How can compression help with Retrieval Augmented LMs?
So essentially,
"Using compressed summaries to provide extended context provides better RAG!"
Paper: RECOMP: Improving Retrieval-Augmented LMs with Compression and Selective Augmentation
Researchers from the University of Texas at Austin and the University of Washington are interested in figuring out strategies to reduce computational costs needed in the retrieval of relevant information for language models.
From previous research, we know that Retrieval-augmented language models (RALMs) show impressive performance on knowledge-intensive tasks but create a burden with the computation costs when we have large-scale data.
The main ideas from the paper involve using abstractive (generating summaries by synthesizing information from multiple documents) and extractive (selecting useful sentences from retrieved documents) compression to evaluate language modeling and open-domain question-answering tasks.
In the paper, they describe the following as their methodology:
The researchers used a manual analysis approach to label each summary with one of three labels: Not Faithful, Comprehensive, or Faithful and Not Comprehensive. The Faithful label indicates that the summary does not accurately convey the main idea of the passage, while the Comprehensive label indicates that the summary provides a complete and accurate summary of the passage
This allows for a more detailed understanding of the quality of the summaries and provides a basis for comparing the performance of different models.
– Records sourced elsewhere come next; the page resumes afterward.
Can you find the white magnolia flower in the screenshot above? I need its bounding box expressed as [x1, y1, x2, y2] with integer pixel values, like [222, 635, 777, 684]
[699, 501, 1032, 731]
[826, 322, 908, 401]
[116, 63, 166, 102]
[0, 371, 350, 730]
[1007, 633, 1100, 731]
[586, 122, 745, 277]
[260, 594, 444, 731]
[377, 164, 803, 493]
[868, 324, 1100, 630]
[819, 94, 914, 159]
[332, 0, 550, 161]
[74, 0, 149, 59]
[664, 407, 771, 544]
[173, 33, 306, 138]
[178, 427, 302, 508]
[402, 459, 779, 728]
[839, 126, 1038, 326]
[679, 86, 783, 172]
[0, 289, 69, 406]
The researchers evaluated the summaries using a dataset of 12 examples, with each example consisting of a query, passages, and a corresponding summary
The Not Faithful label was given to 41.40% of the summaries, indicating that they do not accurately convey the main idea of the passage.
The Comprehensive label was given to 35.20% of the summaries, indicating that they provide a complete and accurate summary of the passage.
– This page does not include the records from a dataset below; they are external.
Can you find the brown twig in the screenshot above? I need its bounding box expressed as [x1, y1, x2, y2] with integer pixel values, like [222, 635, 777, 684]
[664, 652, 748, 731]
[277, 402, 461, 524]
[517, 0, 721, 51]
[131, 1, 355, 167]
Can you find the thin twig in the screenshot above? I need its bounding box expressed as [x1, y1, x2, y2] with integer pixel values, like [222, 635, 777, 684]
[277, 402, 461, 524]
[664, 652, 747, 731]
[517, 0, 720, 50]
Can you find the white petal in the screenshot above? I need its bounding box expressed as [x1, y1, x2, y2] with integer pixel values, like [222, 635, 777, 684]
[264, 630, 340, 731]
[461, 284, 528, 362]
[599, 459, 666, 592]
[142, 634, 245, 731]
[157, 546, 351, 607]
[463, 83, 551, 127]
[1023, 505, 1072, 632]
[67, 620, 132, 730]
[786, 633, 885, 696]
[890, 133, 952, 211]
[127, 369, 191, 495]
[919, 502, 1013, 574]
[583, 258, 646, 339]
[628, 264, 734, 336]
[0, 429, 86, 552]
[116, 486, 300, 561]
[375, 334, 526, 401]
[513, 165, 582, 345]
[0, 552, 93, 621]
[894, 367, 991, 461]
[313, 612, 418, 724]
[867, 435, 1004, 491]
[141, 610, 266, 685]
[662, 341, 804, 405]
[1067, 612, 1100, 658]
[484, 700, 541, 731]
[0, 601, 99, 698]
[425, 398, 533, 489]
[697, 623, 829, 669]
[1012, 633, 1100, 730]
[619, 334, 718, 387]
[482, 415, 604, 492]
The Faithful and Not Comprehensive label was given to 21.40% of the summaries, highlighting the importance of both accuracy and completeness.
Their future work would involve improving the accuracy of the summaries by developing different techniques for generating summaries. There are opportunities to explore other evaluation methods to assess the quality of the summaries, such as automated metrics or human evaluations. There are also ways to investigate the use of different types of data, such as multi-modal data or data from different domains, to improve the performance of the summarization models as well as examine the use of summarization in different languages or cultures, and explore ways to improve the accuracy of summaries in these contexts.
So essentially,
"Using compressed summaries to provide extended context provides better RAG!"